ZFS File Backup COW

h3po · February 22, 2018, 10:21am

Please help me understand the addition to section 11.7.1 of the administration manual:

Similarly, UrBackup supports copy-on-write file backups with ZFS. The methology is the same as the one for btrfs in the following section with the ceveat that identical files cannot be reflinked between ZFS datasets like in btrfs as ZFS is missing the reflink feature. Instead files will be copied, that is, UrBackup will not load a file twice if it already has a copy, but may store it twice if ZFS deduplication is not enabled

Why would the server have to duplicate existing files when the subvolume it is writing to is a COW copy of the previous backup? I think this caveat only applies to full file backups?
As I understand it, that’s not a problem since we can now do “incremental forever” style file backups like with images.

orogor · February 22, 2018, 1:10pm

Hi

As i remember only for file backup, it s less efficient because the zfs willl lack the “reflink” capability.

Reflink is copy with reference and behave kind of like a write enabled snapshot , but at the file level instead of the partition level (hard to explain, you d need to google it).

h3po · February 22, 2018, 2:53pm

But why would we need reflinks to unchanged files when zfs keeps references to the unchanged blocks that belong to these files?

orogor · February 22, 2018, 7:38pm

Hi

I hope this isn’t too harsh of an answer and @uroni would need to correct me where i am wrong, but basicaly :

At this point, urbackup will “in the general case” optimize disk space up to 1/10th of the disk usage (symlink of folders with unchanged content, refreshed every 10 backups ), and hardlink of existing files. Thus it s quite optimized already.

Because he’s the lone dev of the project, better wait for reflink to get supported for zfs than to develop a new way to optimize storage. If he just wait for zfs to support reflink, he can just re-use the code he used for btrfs.

Users who absolutely want super optimized storage can use zfs block level dedup which would basically be better than anything else at the cost of performance. (It wouldn’t work on smaller devices, peoples use urbackup on nas and raspberry pi).

Also he accepts patch and whatnot, so if someone can step up and develop that particular way to optimize storage, i think it’ll find a way in the public code.

uroni · February 22, 2018, 11:20pm

See for example here for the ZFS reflink status: https://github.com/zfsonlinux/zfs/issues/405
But reflink isn’t enough. It must be a cross-subvolume (or dataset in ZFS) reflink. Otherwise it cannot link identical files from one client into backups of another client.
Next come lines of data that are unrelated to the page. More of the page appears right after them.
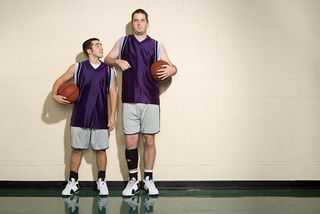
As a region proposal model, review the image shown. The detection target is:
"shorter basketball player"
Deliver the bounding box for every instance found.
[52,38,117,196]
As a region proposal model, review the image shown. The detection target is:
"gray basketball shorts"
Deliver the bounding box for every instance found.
[122,103,160,135]
[71,126,109,150]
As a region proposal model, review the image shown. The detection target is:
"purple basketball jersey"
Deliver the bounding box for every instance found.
[70,60,111,129]
[121,35,160,105]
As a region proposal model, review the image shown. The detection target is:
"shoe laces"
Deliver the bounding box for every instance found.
[128,178,137,186]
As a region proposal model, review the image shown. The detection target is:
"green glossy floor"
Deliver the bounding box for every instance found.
[0,189,320,214]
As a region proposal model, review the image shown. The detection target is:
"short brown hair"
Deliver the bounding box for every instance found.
[131,8,149,23]
[82,38,100,56]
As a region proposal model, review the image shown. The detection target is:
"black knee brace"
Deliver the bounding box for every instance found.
[125,148,139,170]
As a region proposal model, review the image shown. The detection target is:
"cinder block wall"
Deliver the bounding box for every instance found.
[0,0,320,181]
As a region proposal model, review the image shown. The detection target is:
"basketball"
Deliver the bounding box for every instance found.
[58,82,79,103]
[150,60,169,82]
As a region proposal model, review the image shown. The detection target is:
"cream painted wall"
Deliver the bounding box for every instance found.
[0,0,320,181]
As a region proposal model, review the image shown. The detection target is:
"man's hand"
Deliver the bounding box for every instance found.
[115,59,131,71]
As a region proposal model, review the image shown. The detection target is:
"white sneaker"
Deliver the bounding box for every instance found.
[97,178,109,196]
[122,178,139,197]
[143,176,159,196]
[62,178,80,196]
h3po · February 23, 2018, 9:04am

Aha so that answers my question. The reflinking takes place when multiple clients share an identical file, and that can’t be done when each backup is in its own zfs subvolume so instead the file is copied.
To me the documentation sounded like the copying is needed for identical files between one and the next backup of the same client.
Anyhow I’m happy that we now have subvolumes for file backups, as that will make exporting them to an external disk easier (and safer, as my current solution is susceptible to changes in .directory_pool during the export).
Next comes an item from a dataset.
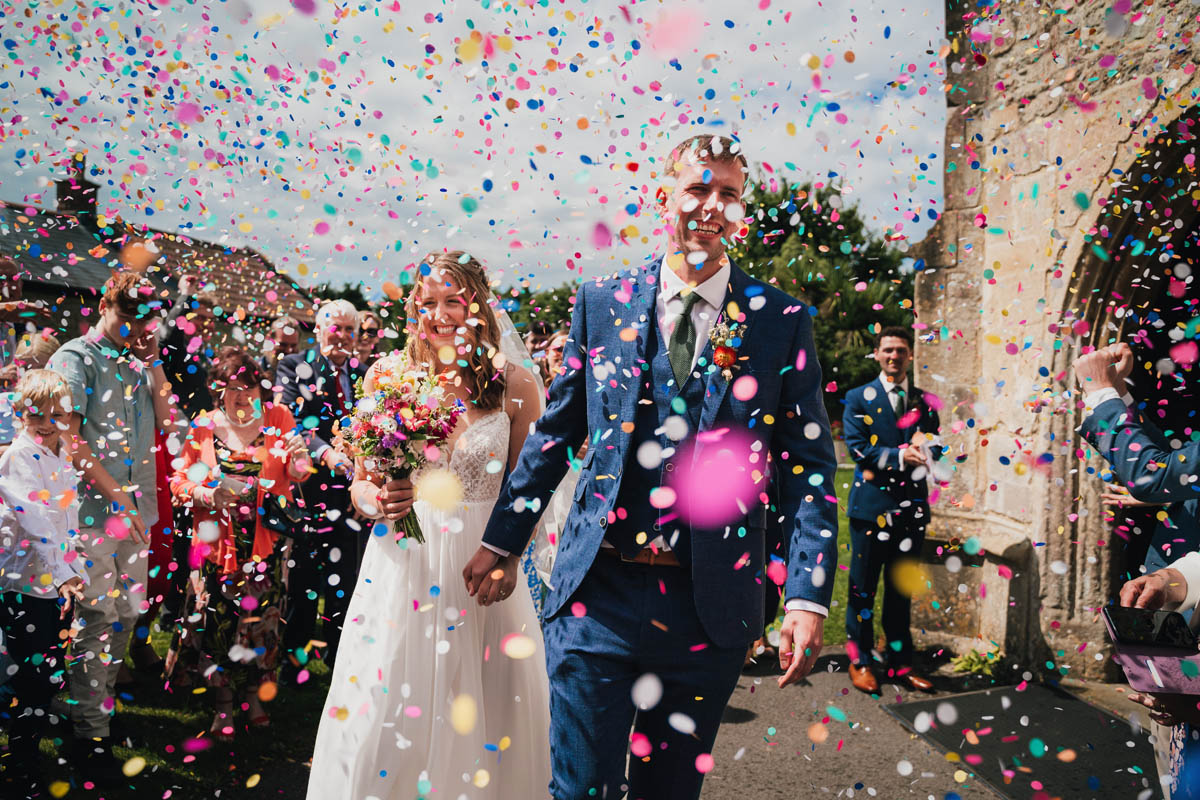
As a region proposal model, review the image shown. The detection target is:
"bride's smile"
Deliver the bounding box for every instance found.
[419,272,468,350]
@orogor I’m not whining about or asking for features, I’m asking about how it currently works. No need to defend uroni, harshly or otherwise.

Jeeves · March 1, 2018, 5:20pm

I’m very happy with the new feature, which is why we sponsored it.

There is indeed a small price to pay because inter-client-sharing of files is no longer possible. But being able to zfs send & receive all data is making me very happy. I also think that snapshotting is easier on the filesystem than all the links.

Thanks @uroni

orogor · March 2, 2018, 7:45am

@Jeeves

What s the new feature about ?
on the client , Its taking a snapshot, making a file backup , releasing the snapshot?
Or is there more to it , like the snapshot is transferred via zsend to the server which will also store them in zfs ?

h3po · March 2, 2018, 1:59pm

The new feature is that the server can use a btrfs or zfs subvolume to create a COW copy of the last backup and write an incremental on top. So it doesn’t need to hardlink or symlink files to the old backup that haven’t changed, which in theory should be much faster than linking.
Having the backups in subvolumes without symlinked directories also means it is much easier to export a single backup via btrfs-send or zfs-send.